Tudo isto dá razão a Medina para querer manter os cofres seguros, antecipando dias piores que hão de vir. Mas talvez eles não precisassem de ser tão negros se uma parte do ouro chegasse já ao terreno, entre a reposição de alguma justiça social e a escolha de áreas onde possa reproduzir-se e dar retorno.

SOBE & DESCE

Sobe: Carlos Mota Santos, CEO da Mota-Engil

É a cara de uma sucessão bem conduzida numa empresa familiar que há muito quebra o preconceito de haver alguma informalidade e falta de rigor nas empresas com este tipo de ADN. Confirmado na última semana como novo presidente da Mota-Engil, aos 44 anos, Carlos Mota Santos, sobrinho do fundador António Mota, tem nas mãos um peso pesado nacional que desde o arranque de 2023 acumula ganhos de 54% em bolsa. Não há entre as 600 maiores empresas europeias outra que sequer fique perto da ascensão da construtora.

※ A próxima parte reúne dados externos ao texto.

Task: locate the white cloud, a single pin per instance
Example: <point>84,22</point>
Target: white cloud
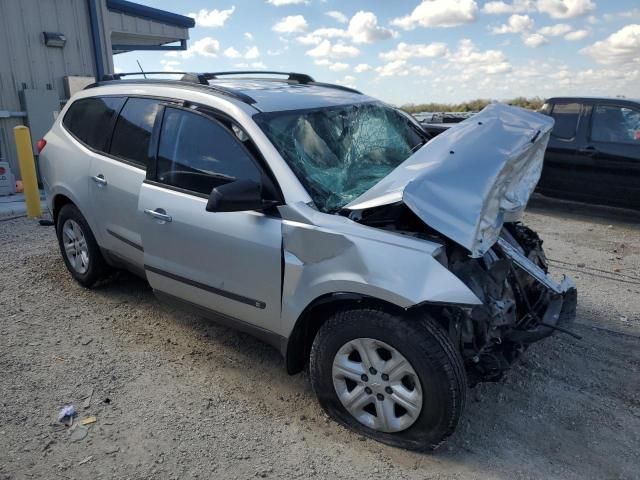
<point>169,65</point>
<point>470,59</point>
<point>421,71</point>
<point>207,47</point>
<point>291,24</point>
<point>232,53</point>
<point>577,35</point>
<point>337,16</point>
<point>329,50</point>
<point>499,7</point>
<point>555,30</point>
<point>338,67</point>
<point>252,53</point>
<point>363,28</point>
<point>259,65</point>
<point>565,8</point>
<point>404,51</point>
<point>362,67</point>
<point>212,18</point>
<point>515,24</point>
<point>621,47</point>
<point>633,13</point>
<point>439,13</point>
<point>280,3</point>
<point>397,68</point>
<point>534,40</point>
<point>554,8</point>
<point>347,81</point>
<point>333,66</point>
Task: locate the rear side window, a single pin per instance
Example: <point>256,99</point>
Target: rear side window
<point>133,130</point>
<point>615,124</point>
<point>90,120</point>
<point>566,116</point>
<point>198,153</point>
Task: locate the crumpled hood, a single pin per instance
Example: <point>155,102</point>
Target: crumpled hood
<point>469,180</point>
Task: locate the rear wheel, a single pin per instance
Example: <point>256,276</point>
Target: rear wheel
<point>396,380</point>
<point>79,248</point>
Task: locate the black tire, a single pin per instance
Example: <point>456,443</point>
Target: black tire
<point>97,267</point>
<point>430,352</point>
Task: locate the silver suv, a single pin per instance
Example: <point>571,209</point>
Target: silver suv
<point>323,221</point>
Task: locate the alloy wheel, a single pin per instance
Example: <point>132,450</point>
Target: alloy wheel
<point>75,246</point>
<point>377,385</point>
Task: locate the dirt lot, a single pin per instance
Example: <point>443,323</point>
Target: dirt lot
<point>178,397</point>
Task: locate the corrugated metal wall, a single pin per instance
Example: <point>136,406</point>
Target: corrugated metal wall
<point>137,26</point>
<point>25,62</point>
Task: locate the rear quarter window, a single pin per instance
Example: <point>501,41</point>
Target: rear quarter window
<point>566,116</point>
<point>90,120</point>
<point>132,133</point>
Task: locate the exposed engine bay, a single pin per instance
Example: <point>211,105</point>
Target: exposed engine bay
<point>521,303</point>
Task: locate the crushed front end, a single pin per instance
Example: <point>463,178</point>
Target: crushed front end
<point>521,302</point>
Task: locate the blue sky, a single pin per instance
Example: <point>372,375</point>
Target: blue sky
<point>412,51</point>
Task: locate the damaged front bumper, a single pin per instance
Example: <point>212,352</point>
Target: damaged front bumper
<point>561,310</point>
<point>521,303</point>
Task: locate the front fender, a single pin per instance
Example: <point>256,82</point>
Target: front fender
<point>401,271</point>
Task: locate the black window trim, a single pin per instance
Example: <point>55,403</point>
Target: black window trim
<point>607,104</point>
<point>578,122</point>
<point>111,125</point>
<point>161,101</point>
<point>209,113</point>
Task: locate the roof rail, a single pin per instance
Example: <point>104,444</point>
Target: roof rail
<point>186,76</point>
<point>302,78</point>
<point>297,77</point>
<point>202,79</point>
<point>185,81</point>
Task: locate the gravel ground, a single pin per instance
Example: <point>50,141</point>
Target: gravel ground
<point>178,397</point>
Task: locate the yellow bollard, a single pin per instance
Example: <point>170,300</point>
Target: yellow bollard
<point>28,170</point>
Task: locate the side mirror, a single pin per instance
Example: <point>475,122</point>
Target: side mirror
<point>237,196</point>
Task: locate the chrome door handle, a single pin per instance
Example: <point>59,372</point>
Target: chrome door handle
<point>100,180</point>
<point>158,214</point>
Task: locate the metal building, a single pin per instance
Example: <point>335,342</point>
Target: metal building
<point>51,48</point>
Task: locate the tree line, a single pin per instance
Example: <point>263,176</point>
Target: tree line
<point>471,106</point>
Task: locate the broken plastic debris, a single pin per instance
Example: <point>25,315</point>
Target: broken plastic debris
<point>79,433</point>
<point>88,420</point>
<point>66,413</point>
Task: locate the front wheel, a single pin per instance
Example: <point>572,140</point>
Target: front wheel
<point>79,248</point>
<point>399,381</point>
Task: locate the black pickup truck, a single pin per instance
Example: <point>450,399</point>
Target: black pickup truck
<point>594,151</point>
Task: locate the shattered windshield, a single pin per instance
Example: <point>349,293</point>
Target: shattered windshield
<point>338,153</point>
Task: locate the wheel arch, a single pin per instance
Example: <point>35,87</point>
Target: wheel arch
<point>298,345</point>
<point>59,201</point>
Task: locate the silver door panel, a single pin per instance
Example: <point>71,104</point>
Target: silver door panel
<point>114,187</point>
<point>226,262</point>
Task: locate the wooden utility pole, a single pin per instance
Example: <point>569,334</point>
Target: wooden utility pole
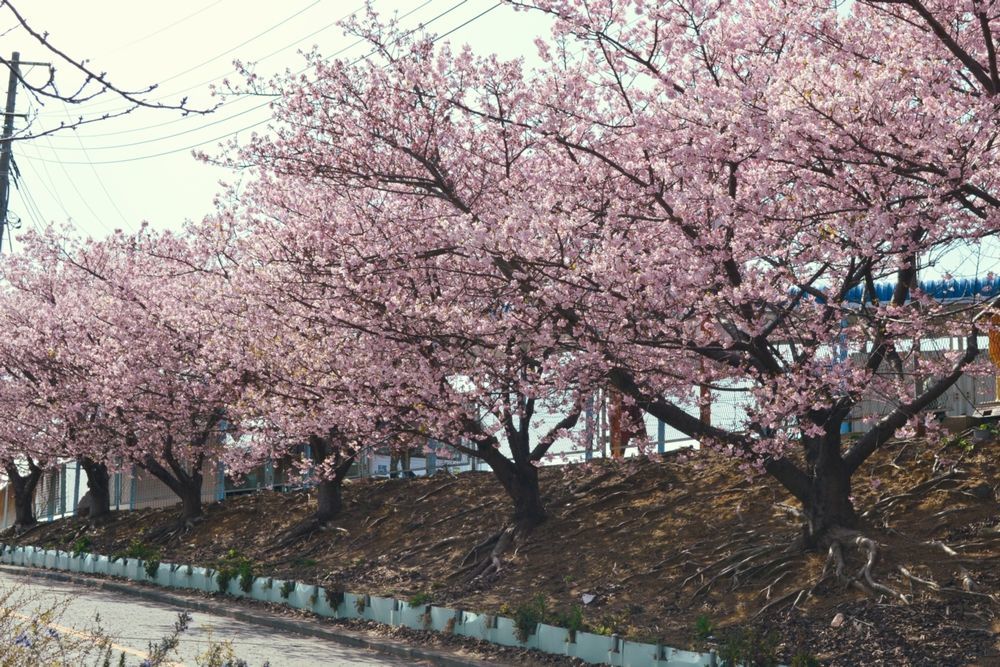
<point>6,139</point>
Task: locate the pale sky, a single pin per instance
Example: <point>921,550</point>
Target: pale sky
<point>122,171</point>
<point>119,172</point>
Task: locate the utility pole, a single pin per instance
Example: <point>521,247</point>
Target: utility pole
<point>6,139</point>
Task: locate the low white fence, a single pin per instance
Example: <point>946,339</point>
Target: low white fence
<point>589,647</point>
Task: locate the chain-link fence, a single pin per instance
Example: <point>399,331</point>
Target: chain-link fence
<point>62,487</point>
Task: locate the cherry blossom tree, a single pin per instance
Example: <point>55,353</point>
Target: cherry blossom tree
<point>681,195</point>
<point>328,363</point>
<point>133,316</point>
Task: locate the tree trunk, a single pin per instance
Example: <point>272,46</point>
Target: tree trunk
<point>520,480</point>
<point>191,501</point>
<point>185,485</point>
<point>24,493</point>
<point>329,500</point>
<point>828,504</point>
<point>329,490</point>
<point>99,487</point>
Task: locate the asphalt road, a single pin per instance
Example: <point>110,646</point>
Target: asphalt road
<point>135,623</point>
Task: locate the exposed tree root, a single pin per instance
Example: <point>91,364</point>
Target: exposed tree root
<point>169,531</point>
<point>301,531</point>
<point>435,491</point>
<point>919,490</point>
<point>480,564</point>
<point>456,515</point>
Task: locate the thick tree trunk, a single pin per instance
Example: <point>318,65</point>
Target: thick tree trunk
<point>520,480</point>
<point>24,493</point>
<point>329,490</point>
<point>99,487</point>
<point>828,504</point>
<point>191,501</point>
<point>329,500</point>
<point>185,485</point>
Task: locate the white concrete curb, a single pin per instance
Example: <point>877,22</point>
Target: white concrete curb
<point>596,649</point>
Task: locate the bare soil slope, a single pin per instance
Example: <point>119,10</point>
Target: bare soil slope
<point>689,552</point>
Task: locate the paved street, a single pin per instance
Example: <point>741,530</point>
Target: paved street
<point>135,622</point>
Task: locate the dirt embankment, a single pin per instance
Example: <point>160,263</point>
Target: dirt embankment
<point>687,552</point>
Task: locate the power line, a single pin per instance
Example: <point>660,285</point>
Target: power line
<point>270,29</point>
<point>237,98</point>
<point>168,26</point>
<point>100,182</point>
<point>264,104</point>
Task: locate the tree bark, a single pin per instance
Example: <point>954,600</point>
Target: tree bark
<point>185,485</point>
<point>24,493</point>
<point>329,489</point>
<point>99,486</point>
<point>520,480</point>
<point>828,504</point>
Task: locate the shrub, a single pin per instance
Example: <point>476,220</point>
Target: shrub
<point>234,565</point>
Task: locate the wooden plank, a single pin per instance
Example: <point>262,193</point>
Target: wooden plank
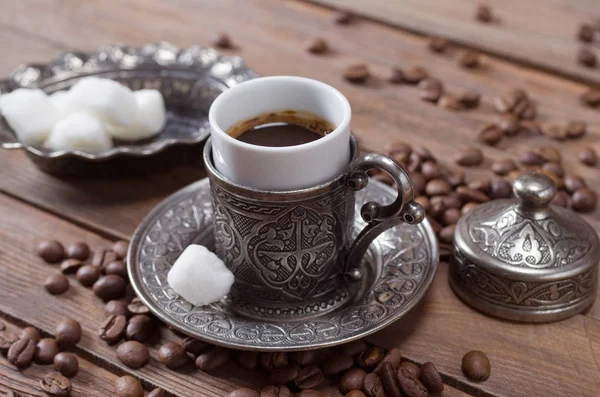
<point>90,381</point>
<point>536,32</point>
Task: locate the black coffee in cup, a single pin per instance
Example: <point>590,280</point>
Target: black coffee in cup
<point>283,128</point>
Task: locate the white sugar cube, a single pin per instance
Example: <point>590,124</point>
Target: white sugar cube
<point>30,113</point>
<point>150,117</point>
<point>79,131</point>
<point>63,104</point>
<point>199,276</point>
<point>109,100</point>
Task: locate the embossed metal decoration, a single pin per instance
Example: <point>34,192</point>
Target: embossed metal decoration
<point>397,269</point>
<point>524,259</point>
<point>189,79</point>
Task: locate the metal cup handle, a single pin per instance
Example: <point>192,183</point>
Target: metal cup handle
<point>379,217</point>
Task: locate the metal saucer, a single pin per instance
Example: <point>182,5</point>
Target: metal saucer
<point>399,267</point>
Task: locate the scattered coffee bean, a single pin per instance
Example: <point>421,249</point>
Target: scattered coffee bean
<point>128,386</point>
<point>584,200</point>
<point>437,44</point>
<point>45,350</point>
<point>491,134</point>
<point>317,45</point>
<point>431,378</point>
<point>588,157</point>
<point>415,74</point>
<point>468,59</point>
<point>67,364</point>
<point>56,385</point>
<point>113,328</point>
<point>275,391</point>
<point>356,73</point>
<point>68,333</point>
<point>244,392</point>
<point>373,386</point>
<point>79,251</point>
<point>309,377</point>
<point>133,354</point>
<point>476,365</point>
<point>585,33</point>
<point>587,58</point>
<point>56,284</point>
<point>51,251</point>
<point>483,13</point>
<point>223,40</point>
<point>116,308</point>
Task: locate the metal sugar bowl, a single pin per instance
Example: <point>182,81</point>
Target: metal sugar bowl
<point>523,259</point>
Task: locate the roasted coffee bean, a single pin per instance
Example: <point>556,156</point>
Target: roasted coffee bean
<point>317,45</point>
<point>588,157</point>
<point>32,332</point>
<point>273,360</point>
<point>133,354</point>
<point>56,284</point>
<point>476,365</point>
<point>56,385</point>
<point>410,367</point>
<point>213,359</point>
<point>68,333</point>
<point>336,365</point>
<point>585,32</point>
<point>438,187</point>
<point>469,59</point>
<point>309,377</point>
<point>437,44</point>
<point>275,391</point>
<point>67,364</point>
<point>20,354</point>
<point>353,379</point>
<point>249,360</point>
<point>469,156</point>
<point>410,385</point>
<point>356,73</point>
<point>110,287</point>
<point>591,97</point>
<point>45,351</point>
<point>172,355</point>
<point>51,251</point>
<point>587,58</point>
<point>431,89</point>
<point>431,378</point>
<point>113,328</point>
<point>483,13</point>
<point>7,338</point>
<point>584,200</point>
<point>573,183</point>
<point>415,74</point>
<point>128,386</point>
<point>354,348</point>
<point>369,359</point>
<point>491,135</point>
<point>79,251</point>
<point>373,386</point>
<point>281,376</point>
<point>243,392</point>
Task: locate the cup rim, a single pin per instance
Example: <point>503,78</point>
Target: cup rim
<point>247,85</point>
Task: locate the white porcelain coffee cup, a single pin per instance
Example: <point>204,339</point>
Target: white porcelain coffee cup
<point>280,168</point>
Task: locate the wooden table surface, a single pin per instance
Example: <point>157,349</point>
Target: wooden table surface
<point>532,47</point>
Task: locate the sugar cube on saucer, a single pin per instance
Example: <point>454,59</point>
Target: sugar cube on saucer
<point>199,276</point>
<point>30,113</point>
<point>150,117</point>
<point>109,100</point>
<point>82,131</point>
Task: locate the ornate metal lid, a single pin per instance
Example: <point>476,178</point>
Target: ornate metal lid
<point>524,259</point>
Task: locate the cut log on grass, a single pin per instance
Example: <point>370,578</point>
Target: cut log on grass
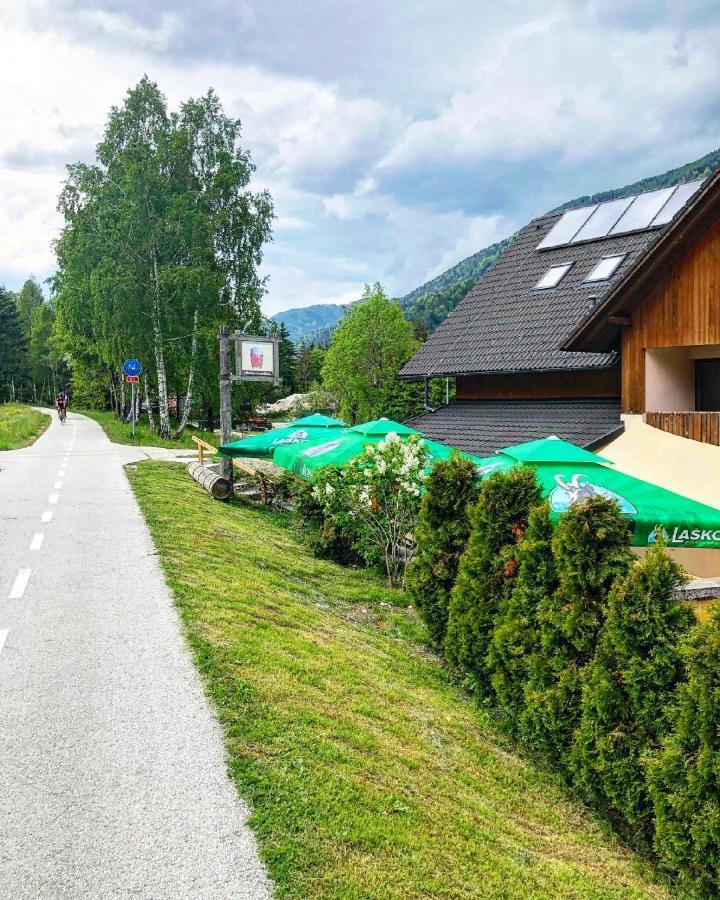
<point>207,476</point>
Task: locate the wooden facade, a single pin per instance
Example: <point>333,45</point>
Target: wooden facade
<point>683,310</point>
<point>540,385</point>
<point>703,427</point>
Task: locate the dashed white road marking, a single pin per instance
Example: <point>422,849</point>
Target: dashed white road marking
<point>19,585</point>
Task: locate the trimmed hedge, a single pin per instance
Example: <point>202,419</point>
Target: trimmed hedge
<point>488,566</point>
<point>442,533</point>
<point>637,666</point>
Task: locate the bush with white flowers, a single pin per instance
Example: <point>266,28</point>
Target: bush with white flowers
<point>378,495</point>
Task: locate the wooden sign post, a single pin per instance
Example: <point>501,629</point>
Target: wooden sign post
<point>257,358</point>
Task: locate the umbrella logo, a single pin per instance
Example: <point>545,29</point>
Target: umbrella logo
<point>293,438</point>
<point>578,489</point>
<point>322,448</point>
<point>652,537</point>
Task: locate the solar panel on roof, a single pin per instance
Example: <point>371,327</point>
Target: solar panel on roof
<point>603,219</point>
<point>642,211</point>
<point>565,228</point>
<point>683,192</point>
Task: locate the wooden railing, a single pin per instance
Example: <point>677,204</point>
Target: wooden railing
<point>262,479</point>
<point>703,427</point>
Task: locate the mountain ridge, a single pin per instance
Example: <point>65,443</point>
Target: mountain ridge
<point>428,304</point>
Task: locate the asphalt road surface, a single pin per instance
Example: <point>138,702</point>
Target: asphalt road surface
<point>112,773</point>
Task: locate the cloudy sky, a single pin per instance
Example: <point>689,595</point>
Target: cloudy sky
<point>396,136</point>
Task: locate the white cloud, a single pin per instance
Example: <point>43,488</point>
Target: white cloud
<point>381,130</point>
<point>555,86</point>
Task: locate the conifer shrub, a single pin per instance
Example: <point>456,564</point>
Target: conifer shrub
<point>514,638</point>
<point>591,547</point>
<point>684,776</point>
<point>441,535</point>
<point>331,533</point>
<point>635,670</point>
<point>488,566</point>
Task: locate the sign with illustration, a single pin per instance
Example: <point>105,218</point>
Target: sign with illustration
<point>295,437</point>
<point>257,358</point>
<point>578,488</point>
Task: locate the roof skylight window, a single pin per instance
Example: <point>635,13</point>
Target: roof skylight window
<point>566,227</point>
<point>642,211</point>
<point>606,268</point>
<point>553,276</point>
<point>683,192</point>
<point>603,219</point>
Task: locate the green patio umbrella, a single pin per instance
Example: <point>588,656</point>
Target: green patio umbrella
<point>299,431</point>
<point>339,448</point>
<point>569,474</point>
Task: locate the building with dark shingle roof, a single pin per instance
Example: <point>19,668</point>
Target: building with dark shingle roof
<point>541,345</point>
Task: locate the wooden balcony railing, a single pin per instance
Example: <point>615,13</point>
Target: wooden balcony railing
<point>703,427</point>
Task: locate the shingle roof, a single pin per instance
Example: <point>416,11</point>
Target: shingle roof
<point>483,427</point>
<point>504,324</point>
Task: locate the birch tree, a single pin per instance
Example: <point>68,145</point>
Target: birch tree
<point>162,241</point>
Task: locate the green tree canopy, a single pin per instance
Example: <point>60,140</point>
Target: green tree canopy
<point>591,548</point>
<point>161,243</point>
<point>488,566</point>
<point>683,776</point>
<point>13,347</point>
<point>369,347</point>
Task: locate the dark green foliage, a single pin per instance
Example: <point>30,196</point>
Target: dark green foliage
<point>442,533</point>
<point>591,547</point>
<point>13,348</point>
<point>637,666</point>
<point>302,322</point>
<point>698,168</point>
<point>488,566</point>
<point>684,777</point>
<point>288,356</point>
<point>515,635</point>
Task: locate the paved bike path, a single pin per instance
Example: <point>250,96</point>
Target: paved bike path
<point>112,773</point>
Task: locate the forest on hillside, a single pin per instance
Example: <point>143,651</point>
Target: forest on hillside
<point>427,305</point>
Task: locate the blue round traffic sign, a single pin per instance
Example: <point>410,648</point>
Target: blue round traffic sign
<point>132,367</point>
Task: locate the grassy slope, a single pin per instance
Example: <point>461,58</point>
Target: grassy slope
<point>121,432</point>
<point>20,426</point>
<point>370,774</point>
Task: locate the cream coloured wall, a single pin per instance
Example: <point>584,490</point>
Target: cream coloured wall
<point>669,380</point>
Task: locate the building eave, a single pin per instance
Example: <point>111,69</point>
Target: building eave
<point>596,333</point>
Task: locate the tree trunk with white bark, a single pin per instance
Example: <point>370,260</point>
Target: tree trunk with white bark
<point>191,377</point>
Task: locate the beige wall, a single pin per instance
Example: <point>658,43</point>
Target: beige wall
<point>669,380</point>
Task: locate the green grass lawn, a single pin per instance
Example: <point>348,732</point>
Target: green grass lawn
<point>121,432</point>
<point>370,774</point>
<point>20,426</point>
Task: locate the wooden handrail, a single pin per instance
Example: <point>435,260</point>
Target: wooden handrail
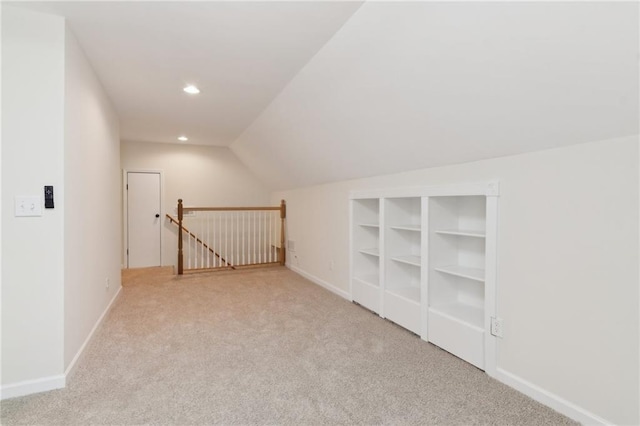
<point>281,252</point>
<point>228,209</point>
<point>205,245</point>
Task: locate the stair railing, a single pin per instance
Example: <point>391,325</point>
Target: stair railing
<point>212,238</point>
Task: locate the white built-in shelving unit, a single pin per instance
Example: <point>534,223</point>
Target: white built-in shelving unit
<point>365,253</point>
<point>425,259</point>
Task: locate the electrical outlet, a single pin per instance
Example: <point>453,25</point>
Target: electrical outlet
<point>496,326</point>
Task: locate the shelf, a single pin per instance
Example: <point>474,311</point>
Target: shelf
<point>462,233</point>
<point>369,225</point>
<point>407,292</point>
<point>371,252</point>
<point>413,228</point>
<point>470,315</point>
<point>370,279</point>
<point>409,260</point>
<point>475,274</point>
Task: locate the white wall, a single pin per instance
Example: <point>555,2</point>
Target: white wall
<point>200,175</point>
<point>32,156</point>
<point>92,215</point>
<point>567,266</point>
<point>429,83</point>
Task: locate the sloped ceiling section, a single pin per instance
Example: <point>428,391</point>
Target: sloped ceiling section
<point>405,86</point>
<point>241,54</point>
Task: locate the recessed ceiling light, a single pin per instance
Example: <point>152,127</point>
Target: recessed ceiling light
<point>191,89</point>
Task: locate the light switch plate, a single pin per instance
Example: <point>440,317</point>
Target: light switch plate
<point>28,205</point>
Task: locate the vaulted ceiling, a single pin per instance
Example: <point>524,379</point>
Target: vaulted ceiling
<point>312,92</point>
<point>240,55</point>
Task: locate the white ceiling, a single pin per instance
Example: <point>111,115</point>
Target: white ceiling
<point>412,85</point>
<point>240,54</point>
<point>313,92</point>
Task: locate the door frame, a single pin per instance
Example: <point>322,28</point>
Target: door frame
<point>125,206</point>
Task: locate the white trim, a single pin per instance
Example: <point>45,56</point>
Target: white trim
<point>125,206</point>
<point>32,386</point>
<point>488,189</point>
<point>549,399</point>
<point>320,282</point>
<point>45,384</point>
<point>74,362</point>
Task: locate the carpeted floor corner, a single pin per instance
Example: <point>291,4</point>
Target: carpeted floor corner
<point>264,347</point>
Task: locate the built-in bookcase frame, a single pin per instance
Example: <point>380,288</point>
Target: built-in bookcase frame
<point>425,258</point>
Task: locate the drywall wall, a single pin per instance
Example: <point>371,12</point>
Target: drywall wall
<point>92,214</point>
<point>434,83</point>
<point>567,279</point>
<point>32,156</point>
<point>200,175</point>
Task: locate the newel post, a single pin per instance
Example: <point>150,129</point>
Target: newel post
<point>180,258</point>
<point>283,215</point>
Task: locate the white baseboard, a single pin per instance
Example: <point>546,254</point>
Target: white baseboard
<point>320,282</point>
<point>33,386</point>
<point>45,384</point>
<point>74,362</point>
<point>549,399</point>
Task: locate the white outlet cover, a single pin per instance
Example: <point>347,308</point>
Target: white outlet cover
<point>28,205</point>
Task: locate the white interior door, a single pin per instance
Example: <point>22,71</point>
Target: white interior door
<point>143,219</point>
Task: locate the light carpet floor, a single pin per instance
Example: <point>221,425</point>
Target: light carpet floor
<point>264,347</point>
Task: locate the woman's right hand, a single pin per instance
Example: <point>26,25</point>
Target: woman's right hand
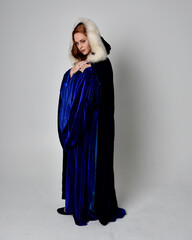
<point>77,66</point>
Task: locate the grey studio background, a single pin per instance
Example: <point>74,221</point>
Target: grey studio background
<point>151,57</point>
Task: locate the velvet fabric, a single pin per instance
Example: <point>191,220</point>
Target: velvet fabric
<point>86,130</point>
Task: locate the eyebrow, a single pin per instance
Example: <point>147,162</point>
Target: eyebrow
<point>80,40</point>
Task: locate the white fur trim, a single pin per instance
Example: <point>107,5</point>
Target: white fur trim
<point>98,51</point>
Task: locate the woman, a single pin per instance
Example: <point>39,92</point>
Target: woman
<point>86,129</point>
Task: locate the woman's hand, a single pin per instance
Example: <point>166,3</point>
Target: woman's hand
<point>80,66</point>
<point>77,67</point>
<point>84,67</point>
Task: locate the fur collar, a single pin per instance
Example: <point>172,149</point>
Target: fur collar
<point>98,51</point>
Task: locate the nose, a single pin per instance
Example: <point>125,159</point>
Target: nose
<point>80,46</point>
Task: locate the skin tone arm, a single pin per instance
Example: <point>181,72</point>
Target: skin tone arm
<point>80,66</point>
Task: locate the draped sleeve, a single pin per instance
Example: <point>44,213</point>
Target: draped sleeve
<point>79,96</point>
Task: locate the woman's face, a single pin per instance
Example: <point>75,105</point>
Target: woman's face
<point>82,43</point>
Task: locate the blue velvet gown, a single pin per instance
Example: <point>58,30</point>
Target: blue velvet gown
<point>78,123</point>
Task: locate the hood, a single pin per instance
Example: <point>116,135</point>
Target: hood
<point>99,47</point>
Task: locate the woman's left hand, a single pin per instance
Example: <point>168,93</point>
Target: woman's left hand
<point>84,67</point>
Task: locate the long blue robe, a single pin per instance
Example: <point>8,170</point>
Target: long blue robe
<point>86,132</point>
<point>78,121</point>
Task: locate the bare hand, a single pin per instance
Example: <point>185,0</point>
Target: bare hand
<point>77,67</point>
<point>84,67</point>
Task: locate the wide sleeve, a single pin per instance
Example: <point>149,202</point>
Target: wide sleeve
<point>84,100</point>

Desce: João Galamba, ministro das Infraestruturas

"O Estado é pessoa de bem" e vai cumprir o que foi acordado relativamente ao bónus de 3 milhões que a companhia prevê para a presidente da TAP em 2026, caso a reestruturação seja bem sucedida. Portanto, a CEO foi contratada para levantar a TAP do subsolo para onde a pandemia a atirou. Para que cumprisse a sua missão, o Estado - os contribuintes - injetou largos milhões de euros na transportadora que comprou ao gestor privado porque a TAP tinha de ser pública, para a seguir decidir que privatizá-la era imperativo. E mesmo sem esse prémio ter sido aprovado oficialmente, o governo entende que a CEO merece recompensa, além do salário que lhe paga, se cumprir o que foi contratada para fazer. Resta saber quanto vão dar aos gestores da CP, do Metro e outras 30 empresas do Estado que estavam em falência técnica em 2020 e foram ou serão recuperadas.